# Impeller replacement on westerbeke



## sailortjk1 (Dec 20, 2005)

Can anybody give me any advice on replacing the impeller on a Westerbeke 30B Three? (I belive thats the model I have)

It looks like it is on the Left Side of the Engine (As I am Facing it from the Front) and that to get at it, I have to reach around the front of the engine and work backwards and blind. Or else go from the very back of the engine and try to reach all of the way forward.??????
Its not easily accessible at all. 

Started the boat today and have no water circulation through to the exhaust.

I closed the seacock, removed the hose from the thru hull, than opened the seacock again and have plenty of water coming in the boat. There is no outside blockage.
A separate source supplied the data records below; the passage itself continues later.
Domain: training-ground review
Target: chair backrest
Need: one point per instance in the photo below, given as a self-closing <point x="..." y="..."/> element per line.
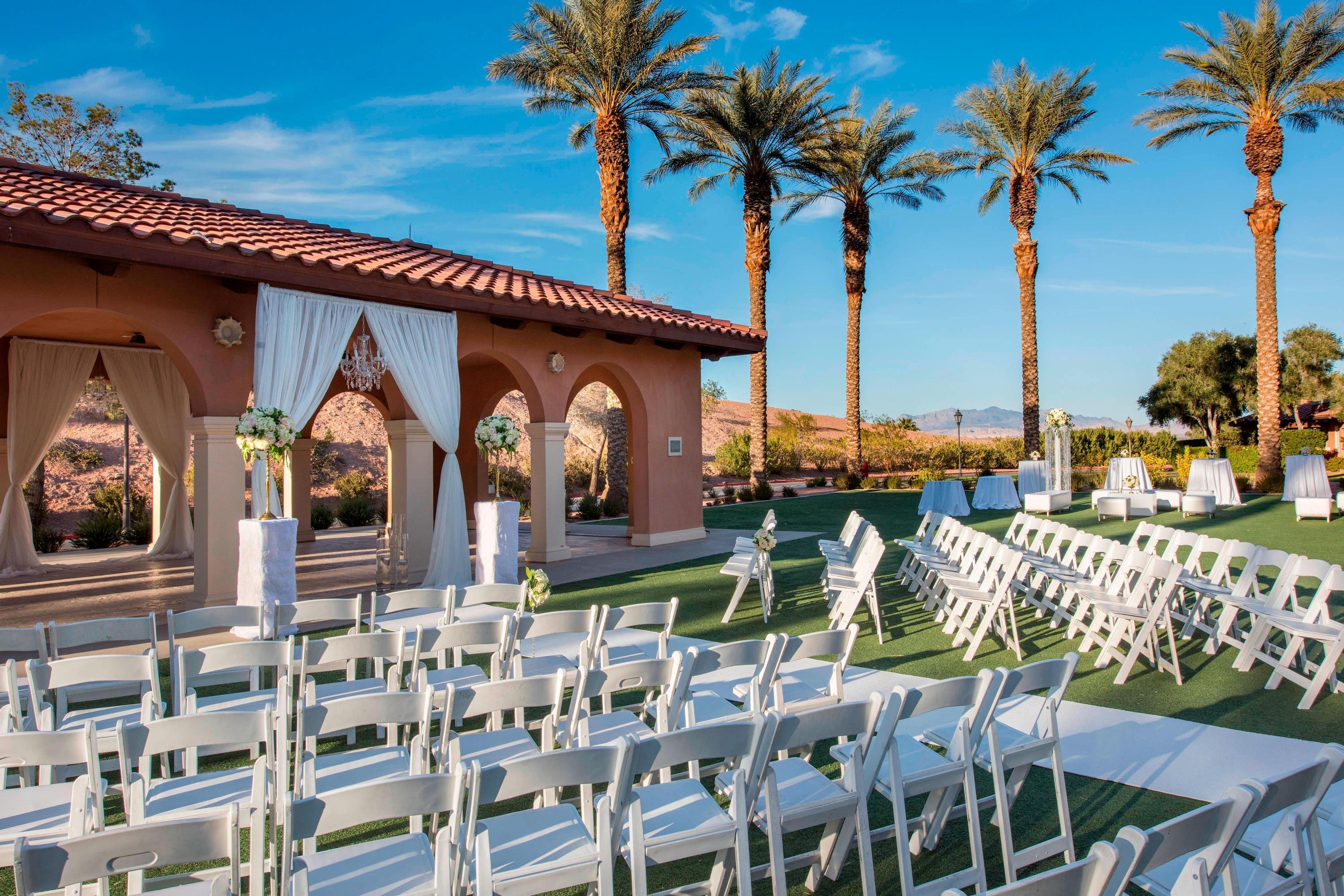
<point x="320" y="613"/>
<point x="66" y="636"/>
<point x="47" y="867"/>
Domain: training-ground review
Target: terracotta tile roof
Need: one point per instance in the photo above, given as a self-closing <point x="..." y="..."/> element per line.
<point x="151" y="214"/>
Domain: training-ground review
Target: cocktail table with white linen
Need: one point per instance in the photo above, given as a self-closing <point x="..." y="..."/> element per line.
<point x="948" y="496"/>
<point x="995" y="493"/>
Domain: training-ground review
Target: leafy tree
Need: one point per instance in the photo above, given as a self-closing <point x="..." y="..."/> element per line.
<point x="615" y="60"/>
<point x="1257" y="76"/>
<point x="1203" y="382"/>
<point x="1015" y="128"/>
<point x="1310" y="354"/>
<point x="52" y="131"/>
<point x="757" y="129"/>
<point x="862" y="160"/>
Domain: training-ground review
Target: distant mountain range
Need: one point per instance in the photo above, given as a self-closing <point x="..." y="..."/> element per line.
<point x="995" y="421"/>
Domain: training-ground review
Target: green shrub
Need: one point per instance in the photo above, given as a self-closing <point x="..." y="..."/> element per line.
<point x="355" y="511"/>
<point x="590" y="507"/>
<point x="613" y="505"/>
<point x="357" y="484"/>
<point x="46" y="539"/>
<point x="97" y="531"/>
<point x="320" y="516"/>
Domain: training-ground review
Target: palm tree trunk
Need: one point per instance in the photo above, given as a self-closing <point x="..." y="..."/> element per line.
<point x="1025" y="252"/>
<point x="1262" y="220"/>
<point x="613" y="164"/>
<point x="756" y="222"/>
<point x="854" y="226"/>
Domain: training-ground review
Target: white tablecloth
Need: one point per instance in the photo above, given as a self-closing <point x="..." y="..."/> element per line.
<point x="496" y="542"/>
<point x="1305" y="477"/>
<point x="1031" y="477"/>
<point x="1123" y="466"/>
<point x="995" y="493"/>
<point x="948" y="496"/>
<point x="1214" y="476"/>
<point x="267" y="570"/>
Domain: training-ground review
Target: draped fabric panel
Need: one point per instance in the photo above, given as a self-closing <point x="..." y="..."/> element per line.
<point x="156" y="401"/>
<point x="45" y="383"/>
<point x="421" y="350"/>
<point x="300" y="339"/>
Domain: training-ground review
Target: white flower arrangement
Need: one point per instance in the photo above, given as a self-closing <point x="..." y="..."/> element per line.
<point x="1060" y="420"/>
<point x="764" y="540"/>
<point x="538" y="587"/>
<point x="265" y="431"/>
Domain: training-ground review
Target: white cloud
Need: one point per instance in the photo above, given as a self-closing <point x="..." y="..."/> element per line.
<point x="484" y="96"/>
<point x="125" y="88"/>
<point x="867" y="60"/>
<point x="785" y="23"/>
<point x="730" y="31"/>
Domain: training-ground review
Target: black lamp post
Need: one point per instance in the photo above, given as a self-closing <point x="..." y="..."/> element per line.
<point x="957" y="418"/>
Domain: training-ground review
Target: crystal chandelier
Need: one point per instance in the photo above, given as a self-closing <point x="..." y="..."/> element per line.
<point x="363" y="370"/>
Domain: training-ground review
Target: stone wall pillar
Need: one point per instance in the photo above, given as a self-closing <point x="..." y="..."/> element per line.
<point x="410" y="488"/>
<point x="220" y="505"/>
<point x="299" y="487"/>
<point x="549" y="500"/>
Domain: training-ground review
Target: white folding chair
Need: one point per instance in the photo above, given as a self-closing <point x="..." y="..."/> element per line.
<point x="1011" y="747"/>
<point x="550" y="847"/>
<point x="672" y="820"/>
<point x="41" y="868"/>
<point x="46" y="808"/>
<point x="194" y="794"/>
<point x="404" y="864"/>
<point x="913" y="770"/>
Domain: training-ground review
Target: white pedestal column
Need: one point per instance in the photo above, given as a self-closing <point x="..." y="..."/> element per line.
<point x="549" y="501"/>
<point x="221" y="504"/>
<point x="299" y="487"/>
<point x="410" y="488"/>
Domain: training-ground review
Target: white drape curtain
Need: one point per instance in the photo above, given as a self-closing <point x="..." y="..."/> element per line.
<point x="156" y="401"/>
<point x="421" y="350"/>
<point x="300" y="339"/>
<point x="45" y="383"/>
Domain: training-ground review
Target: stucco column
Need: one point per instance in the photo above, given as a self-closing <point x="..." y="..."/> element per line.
<point x="299" y="487"/>
<point x="549" y="504"/>
<point x="410" y="488"/>
<point x="220" y="505"/>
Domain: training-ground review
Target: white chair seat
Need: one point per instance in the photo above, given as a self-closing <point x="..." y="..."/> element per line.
<point x="549" y="841"/>
<point x="361" y="766"/>
<point x="390" y="867"/>
<point x="494" y="747"/>
<point x="681" y="818"/>
<point x="193" y="794"/>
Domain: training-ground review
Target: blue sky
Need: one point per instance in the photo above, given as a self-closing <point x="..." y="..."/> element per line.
<point x="382" y="120"/>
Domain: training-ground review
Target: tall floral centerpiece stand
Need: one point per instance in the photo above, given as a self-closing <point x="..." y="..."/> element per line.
<point x="267" y="546"/>
<point x="1060" y="456"/>
<point x="496" y="521"/>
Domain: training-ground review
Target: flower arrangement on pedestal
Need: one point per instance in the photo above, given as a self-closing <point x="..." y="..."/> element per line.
<point x="498" y="433"/>
<point x="265" y="432"/>
<point x="538" y="587"/>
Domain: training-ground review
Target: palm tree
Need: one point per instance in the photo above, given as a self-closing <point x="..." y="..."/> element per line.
<point x="862" y="160"/>
<point x="615" y="60"/>
<point x="1257" y="76"/>
<point x="1015" y="127"/>
<point x="757" y="128"/>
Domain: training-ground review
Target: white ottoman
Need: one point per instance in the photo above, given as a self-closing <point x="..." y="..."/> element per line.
<point x="1113" y="505"/>
<point x="1047" y="501"/>
<point x="1198" y="503"/>
<point x="1316" y="508"/>
<point x="1168" y="499"/>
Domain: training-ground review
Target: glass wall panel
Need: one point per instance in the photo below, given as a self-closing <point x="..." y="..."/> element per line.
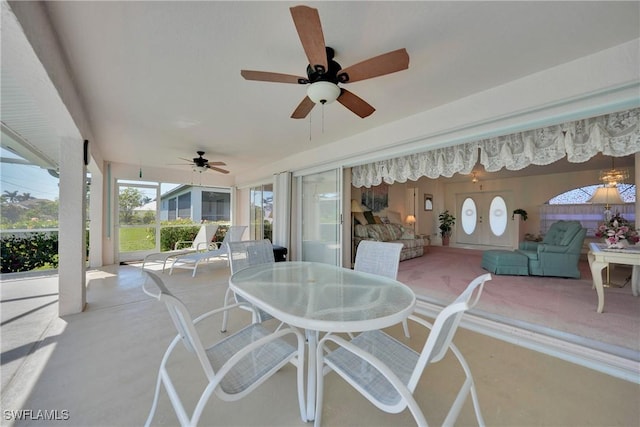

Than I checked the hose leading to the strainer and that hose is not blocked. The strainer is clean.

I believe its the impeller. It looks as if its going to be a big pain in the ass to replace. I have a spare on board, but what good is having a spare part if you can't get at it????!!!!! What a pain. 

Is there something I am missing??


----------



## Valiente (Jun 16, 2006)

I have a Westerbeke W-52 and its raw water pump is a Sherwood F-85 common to a number of engines in this range. It is also at the front of the engine, left side. The best way to replace the impeller is to remove the entire pump and to carefully preserve the gasket (or trace and cut a new one, as I do, being part-Scots in ancestry). This pump is driven off a cam in the block and the slot of the pump shaft must align.

As I recall, there are four 1/2 inch bolts and one of them wants a short wrench or a socket wrench with a pivoting joint between the socket and the driver. Alternatively, the better tool is a "crow's foot" wrench, but they are expensive and hard to source...at least I haven't bought a set yet.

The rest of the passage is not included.